I feel so fucking DONE. GET ME THE FUCK OUT OF HERE.
Oh yeah, premise of blog. Right. Basically:
- I’m going to be in Japan for 7 weeks this summer (June 11 -> July 24). Should be exciting for me, which I hope is transitively exciting for everyone back in the states. Pics and videos, I promise.
- I’m going to California and a wedding shortly afterwards. Pictures and stories most definitely.
- Afterwards my Junior year begins. You won’t hear about it because I’ll be drowning in work.
- BUT, THE BLOG WILL LIVE. I’m planning to go to France for 7 weeks next summer (also exchange). I’ll have finished AP French 5 by then, so I don’t even have to study. Very unstressful!

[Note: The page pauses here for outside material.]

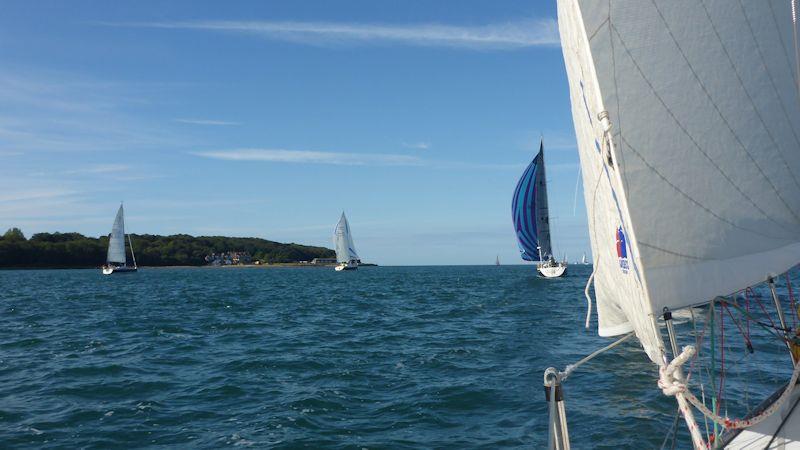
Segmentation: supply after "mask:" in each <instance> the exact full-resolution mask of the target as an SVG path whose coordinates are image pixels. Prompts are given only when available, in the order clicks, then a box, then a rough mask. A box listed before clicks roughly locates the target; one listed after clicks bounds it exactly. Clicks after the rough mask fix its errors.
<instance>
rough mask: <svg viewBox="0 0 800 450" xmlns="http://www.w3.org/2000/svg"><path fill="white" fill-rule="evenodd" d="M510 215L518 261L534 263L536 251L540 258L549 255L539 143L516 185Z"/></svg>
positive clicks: (541, 157)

Ultimately– more adventures of a stupid foreign girl in far far country for all. - School is killing me. Killing me. Killing me. Killing me. I’m surprised no one has stopped to tell me “DON’T GO TOWARDS THE LIGHT!!” Hah. Hah. *wheezes, coughs blood*
I need to study a lot of grammar points and kanji before Japan… I know enough to barely survive, I want to know enough to really immerse myself. So that’s what’s up for April/May. I don’t know my family/location yet. TOKYO plox~
I had a blog for four years but needed a fresh slate
So, I have no friends on this site
Feel free to comment ![]()
Yep. I should probably go do that homework.

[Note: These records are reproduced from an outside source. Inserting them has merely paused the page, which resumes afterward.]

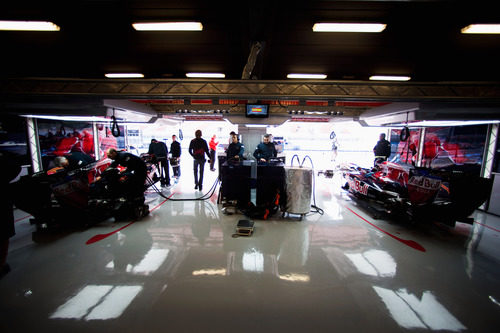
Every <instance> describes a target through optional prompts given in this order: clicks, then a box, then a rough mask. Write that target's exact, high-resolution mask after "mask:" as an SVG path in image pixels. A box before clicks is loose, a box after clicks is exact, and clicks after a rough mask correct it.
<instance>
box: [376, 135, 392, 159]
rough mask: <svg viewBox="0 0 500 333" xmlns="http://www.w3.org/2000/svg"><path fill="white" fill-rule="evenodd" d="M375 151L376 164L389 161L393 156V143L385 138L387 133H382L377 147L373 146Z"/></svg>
mask: <svg viewBox="0 0 500 333" xmlns="http://www.w3.org/2000/svg"><path fill="white" fill-rule="evenodd" d="M373 153H374V154H375V161H374V162H373V164H374V165H377V163H379V162H383V161H387V159H388V158H389V156H391V143H390V142H389V141H387V140H386V139H385V133H380V136H379V140H378V142H377V144H376V145H375V147H373Z"/></svg>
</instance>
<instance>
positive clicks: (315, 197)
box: [300, 155, 324, 215]
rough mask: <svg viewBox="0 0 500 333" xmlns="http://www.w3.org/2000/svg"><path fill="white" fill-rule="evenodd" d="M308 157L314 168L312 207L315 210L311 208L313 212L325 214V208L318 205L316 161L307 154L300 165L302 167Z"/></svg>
mask: <svg viewBox="0 0 500 333" xmlns="http://www.w3.org/2000/svg"><path fill="white" fill-rule="evenodd" d="M306 158H307V159H309V161H310V162H311V167H312V169H313V203H314V204H313V205H311V208H314V210H311V212H312V213H319V214H320V215H323V214H324V211H323V209H321V208H319V207H318V206H317V205H316V175H315V174H314V163H313V161H312V159H311V157H310V156H309V155H306V156H304V158H303V159H302V163H301V164H300V166H301V167H302V165H303V164H304V161H305V160H306Z"/></svg>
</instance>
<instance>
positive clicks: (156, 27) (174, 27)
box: [132, 22, 203, 31]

NOTE: You don’t have to sign up for WordPress to comment. Best fucking feature–I signed up for 4 other blogs before I found WP.
Update: It’s 4 AM. I got through one page (front side only) of chemistry-note-review. HAHAHA WHY AM I SUCH A FAILURE? I don’t want to be in this situation. I need to leave the country (extreme avoidance tendencies much… -__-)!

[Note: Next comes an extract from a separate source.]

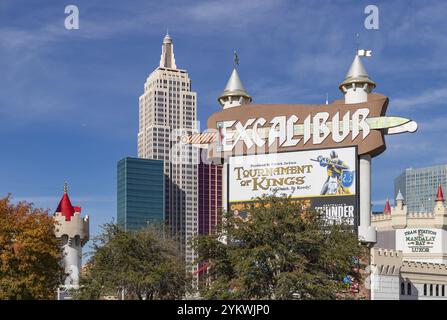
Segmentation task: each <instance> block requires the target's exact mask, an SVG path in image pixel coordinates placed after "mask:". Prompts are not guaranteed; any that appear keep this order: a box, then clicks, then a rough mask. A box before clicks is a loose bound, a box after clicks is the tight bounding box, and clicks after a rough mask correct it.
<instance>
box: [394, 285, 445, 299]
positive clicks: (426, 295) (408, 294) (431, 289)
mask: <svg viewBox="0 0 447 320" xmlns="http://www.w3.org/2000/svg"><path fill="white" fill-rule="evenodd" d="M400 294H401V295H403V296H404V295H408V296H411V295H412V286H411V283H409V282H407V283H405V282H402V283H401V284H400ZM424 296H431V297H433V296H436V297H445V296H446V295H445V285H439V284H436V285H434V284H426V283H425V284H424Z"/></svg>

Too bad that doesn’t happen until after finals. I’m fucked. And I’m fucked in the way that I just want to whine on the internet about it instead of sleeping my stupid 2 hours. DIE CHEMISTRY DIE DIE DIE.
Update #2 (4/17/2008): I knew I wanted to make extra cash for the trip somehow (although honestly my parents will probably give me a lot as well), but it really just hit me. Like just yesterday I was digging through every cabinet in the house for change (I found a lot, lol). I think I’m just trying to do menial tasks to quench my excitement…excitement which has come 7 weeks too early and needs to shut up so I can study for school X_X.
Anyways, besides that, I’m also eating stuff I bring from home before 4th period every day–to save the $2.00 I’m supposed to spend on lunch every day. My parents would be pissed off if they knew because 1) We’re not dirt-poor. 2) They really want me to eat well. 3) We’re not poor! XD.
It’s just that my dad already paid the $2000 scholarship contribution. So the change gathering and “I’m not going to spend a cent on anything before I leave” thing is mostly to ease my own guilt. I have a TON of things I need to buy even BEFORE I leave… a new summer wardrobe, for one thing. I’m gonna need $500 at least, just for new headphones… new camera battery… etc. etc. It doesn’t help that I feel like a complete shithead whenever they give me more than $20 at once.
Anyways, that’s my weird money thing concerning the trip.